Condos at Stein Eriksen Lodge in Park City, Utah.  (Click image to enlarge)

He found the perfect spot at the Colony at White Pine Canyon, a collection of single-family homesites in Park City, Utah. The large lot size allowed Guerin to build a 13,000-square-foot home as well as a six-stall horse barn that also has private guest accommodations. He can gear up in his ski room, step out the door and, with a few pole plants, be on the trails of the Canyons, the country’s fifth-largest ski resort. In the summer he can saddle up or ride his mountain bike on a 22-mile loop that winds through private forests and meadows.


The Colony in Park City, Utah, is offering ski-in/ski-out homesites from 4 to 113 acres and custom houses that start at $5.9 million.  (Click image to enlarge)

“It’s nice to have one house do it all,” says Guerin. Many like-minded second home buyers want their vacations to be immediate and hassle-free. They want to get away without taking too long to get there, and when they arrive they want everything taken care of—seamless airport transfers, refrigerators stocked, sidewalks shoveled, and dinner and tee times reserved.
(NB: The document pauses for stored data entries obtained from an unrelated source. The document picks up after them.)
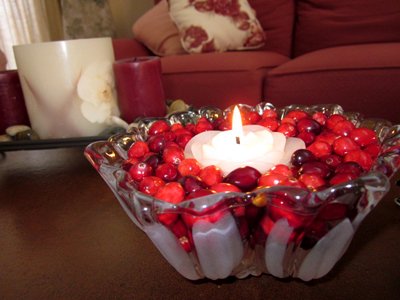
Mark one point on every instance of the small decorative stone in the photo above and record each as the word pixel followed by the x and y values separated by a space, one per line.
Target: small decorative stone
pixel 5 138
pixel 177 106
pixel 26 135
pixel 13 130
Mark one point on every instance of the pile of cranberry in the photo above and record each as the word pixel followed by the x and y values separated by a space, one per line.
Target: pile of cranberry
pixel 336 152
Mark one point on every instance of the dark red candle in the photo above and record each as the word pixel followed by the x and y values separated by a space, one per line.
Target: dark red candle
pixel 12 104
pixel 139 88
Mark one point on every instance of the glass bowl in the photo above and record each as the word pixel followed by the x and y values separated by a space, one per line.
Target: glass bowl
pixel 283 231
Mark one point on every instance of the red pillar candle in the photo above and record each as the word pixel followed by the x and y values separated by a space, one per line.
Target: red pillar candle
pixel 12 104
pixel 139 88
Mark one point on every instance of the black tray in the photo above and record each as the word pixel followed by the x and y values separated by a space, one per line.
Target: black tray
pixel 49 143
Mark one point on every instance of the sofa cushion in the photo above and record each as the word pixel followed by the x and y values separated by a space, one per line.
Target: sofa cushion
pixel 325 23
pixel 156 30
pixel 208 26
pixel 276 18
pixel 361 78
pixel 212 78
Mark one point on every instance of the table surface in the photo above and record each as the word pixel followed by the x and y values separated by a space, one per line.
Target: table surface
pixel 63 235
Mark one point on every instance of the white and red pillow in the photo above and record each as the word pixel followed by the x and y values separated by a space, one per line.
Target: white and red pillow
pixel 216 25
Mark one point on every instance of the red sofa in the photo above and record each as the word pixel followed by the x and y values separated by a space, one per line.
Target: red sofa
pixel 316 51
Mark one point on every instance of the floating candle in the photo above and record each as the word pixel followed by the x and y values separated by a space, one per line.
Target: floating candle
pixel 251 145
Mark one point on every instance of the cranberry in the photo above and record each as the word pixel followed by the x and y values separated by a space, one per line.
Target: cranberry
pixel 191 184
pixel 140 170
pixel 183 139
pixel 270 123
pixel 307 137
pixel 199 193
pixel 281 169
pixel 189 166
pixel 308 125
pixel 342 178
pixel 343 128
pixel 332 160
pixel 327 137
pixel 211 175
pixel 158 127
pixel 361 157
pixel 138 149
pixel 156 143
pixel 153 160
pixel 173 154
pixel 269 113
pixel 150 185
pixel 223 187
pixel 301 156
pixel 271 179
pixel 167 172
pixel 320 117
pixel 289 130
pixel 203 125
pixel 171 192
pixel 244 178
pixel 315 168
pixel 320 149
pixel 363 136
pixel 349 167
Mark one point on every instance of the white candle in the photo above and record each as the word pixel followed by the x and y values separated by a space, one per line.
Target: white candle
pixel 251 145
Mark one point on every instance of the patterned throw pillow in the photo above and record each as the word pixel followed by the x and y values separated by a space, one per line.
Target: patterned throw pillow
pixel 216 25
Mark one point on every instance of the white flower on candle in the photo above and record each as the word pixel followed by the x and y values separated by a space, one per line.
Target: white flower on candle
pixel 251 145
pixel 96 88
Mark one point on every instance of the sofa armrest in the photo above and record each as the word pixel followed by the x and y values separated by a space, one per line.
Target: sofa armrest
pixel 129 47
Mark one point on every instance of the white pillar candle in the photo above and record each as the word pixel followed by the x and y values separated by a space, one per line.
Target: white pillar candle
pixel 251 145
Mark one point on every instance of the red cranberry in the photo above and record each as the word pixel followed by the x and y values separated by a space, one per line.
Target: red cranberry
pixel 223 187
pixel 270 123
pixel 332 160
pixel 244 178
pixel 342 178
pixel 301 156
pixel 211 175
pixel 269 113
pixel 140 170
pixel 150 185
pixel 349 167
pixel 167 172
pixel 271 179
pixel 189 166
pixel 191 184
pixel 315 168
pixel 158 127
pixel 361 157
pixel 173 155
pixel 156 143
pixel 320 149
pixel 363 136
pixel 343 128
pixel 138 149
pixel 320 117
pixel 287 129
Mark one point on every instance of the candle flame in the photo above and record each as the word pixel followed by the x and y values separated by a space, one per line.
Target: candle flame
pixel 237 126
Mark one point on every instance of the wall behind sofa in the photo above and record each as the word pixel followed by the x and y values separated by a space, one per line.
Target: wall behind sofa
pixel 126 12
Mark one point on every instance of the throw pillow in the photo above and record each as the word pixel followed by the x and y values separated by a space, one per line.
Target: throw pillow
pixel 216 25
pixel 157 32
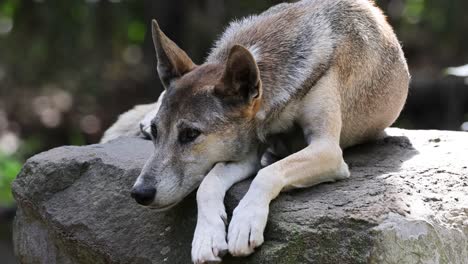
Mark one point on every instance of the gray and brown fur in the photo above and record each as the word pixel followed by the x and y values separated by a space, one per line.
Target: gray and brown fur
pixel 304 80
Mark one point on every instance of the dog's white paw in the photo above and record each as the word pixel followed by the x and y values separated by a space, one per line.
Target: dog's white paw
pixel 246 228
pixel 209 242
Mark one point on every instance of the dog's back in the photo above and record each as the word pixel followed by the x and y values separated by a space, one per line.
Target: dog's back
pixel 295 45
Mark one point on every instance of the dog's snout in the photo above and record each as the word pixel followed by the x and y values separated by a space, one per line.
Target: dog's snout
pixel 143 196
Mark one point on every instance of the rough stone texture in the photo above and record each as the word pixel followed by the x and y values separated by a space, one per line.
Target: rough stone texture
pixel 406 202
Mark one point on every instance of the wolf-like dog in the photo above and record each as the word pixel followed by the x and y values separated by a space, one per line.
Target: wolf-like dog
pixel 280 95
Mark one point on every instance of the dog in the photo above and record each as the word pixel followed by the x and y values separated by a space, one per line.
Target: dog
pixel 279 96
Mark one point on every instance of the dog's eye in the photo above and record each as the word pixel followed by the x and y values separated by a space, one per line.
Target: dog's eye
pixel 188 135
pixel 154 131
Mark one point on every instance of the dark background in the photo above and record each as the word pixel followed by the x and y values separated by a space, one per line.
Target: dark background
pixel 69 68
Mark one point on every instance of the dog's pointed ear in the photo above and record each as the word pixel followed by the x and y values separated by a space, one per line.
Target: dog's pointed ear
pixel 173 62
pixel 241 78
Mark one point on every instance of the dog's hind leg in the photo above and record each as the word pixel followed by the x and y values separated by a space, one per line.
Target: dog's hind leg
pixel 209 241
pixel 321 161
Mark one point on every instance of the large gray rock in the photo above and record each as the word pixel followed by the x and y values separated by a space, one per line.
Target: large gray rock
pixel 406 202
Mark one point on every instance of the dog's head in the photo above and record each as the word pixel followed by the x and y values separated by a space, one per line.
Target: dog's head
pixel 206 116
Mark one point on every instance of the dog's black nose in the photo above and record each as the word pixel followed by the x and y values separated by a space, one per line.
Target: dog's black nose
pixel 144 196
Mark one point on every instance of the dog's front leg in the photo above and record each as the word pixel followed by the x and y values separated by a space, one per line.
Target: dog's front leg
pixel 320 162
pixel 209 242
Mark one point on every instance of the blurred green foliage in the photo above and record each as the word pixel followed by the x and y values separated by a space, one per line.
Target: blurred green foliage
pixel 9 168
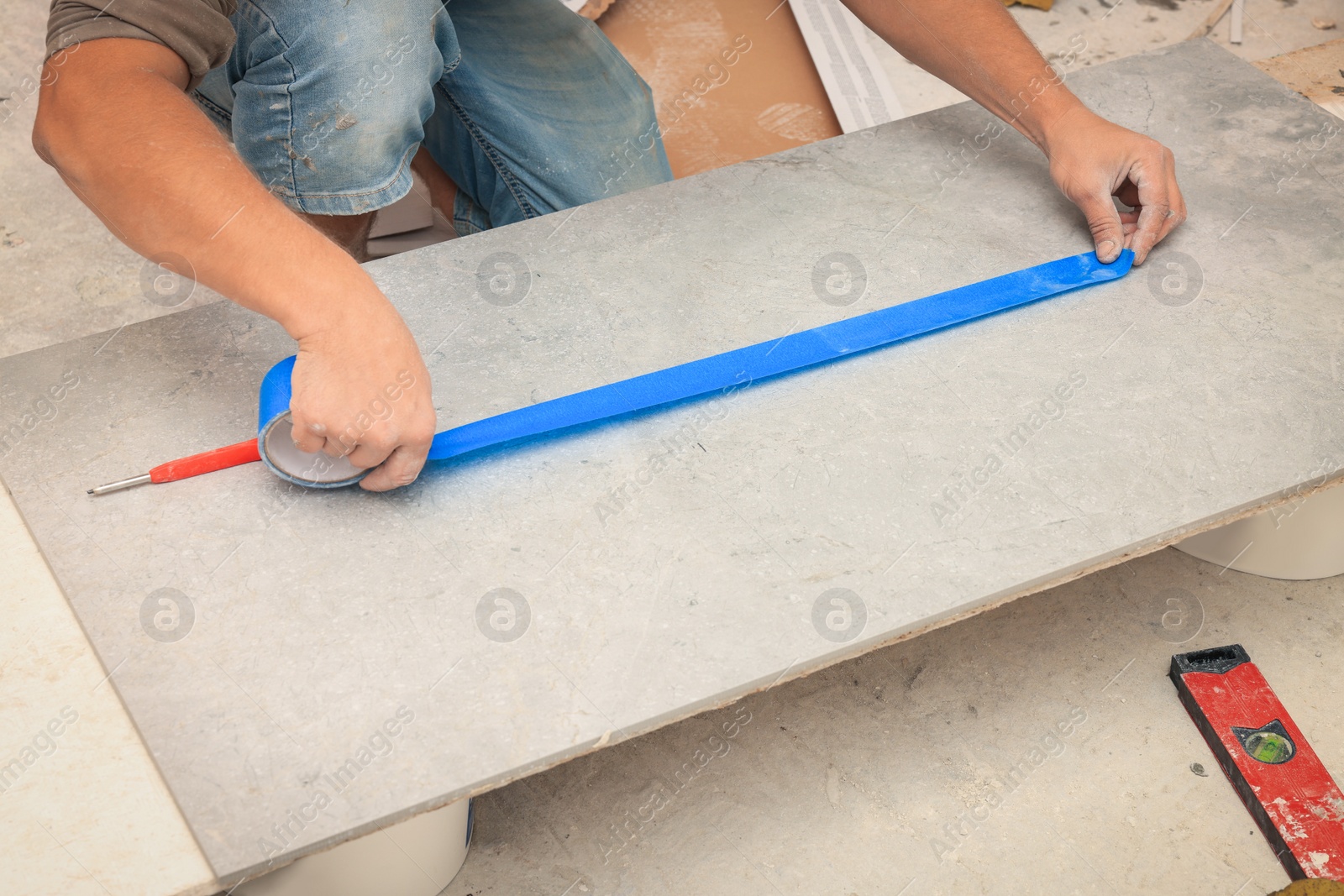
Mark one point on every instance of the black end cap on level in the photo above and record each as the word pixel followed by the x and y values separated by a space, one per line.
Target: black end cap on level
pixel 1216 660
Guerin sees his vacation property as an extension of his Beverly Hills home. He spends several weekends during the ski season and weeks at a time during the summer there entertaining his family of 10 and numerous friends. When his private plane lands in Salt Lake City, he has a 40-minute drive to his home.

“The proximity to the airport is the biggest selling point for us by far,” says Steve Chin of Deer Valley Real Estate, where the second home market is rebounding after a building spurt that occurred prior to the 2002 Winter Olympics. “A soft market, the war and the overall economy brought our market to a standing halt in 2002,” says Chin. “But now consumer confidence is building, and people are taking the plunge.” They are snapping up an array of vacation home opportunities, from turnkey condo hotels to sprawling mountain ranches. “Values have dropped and created buying opportunities that we have not seen in Park City in more than eight years,” says Chin.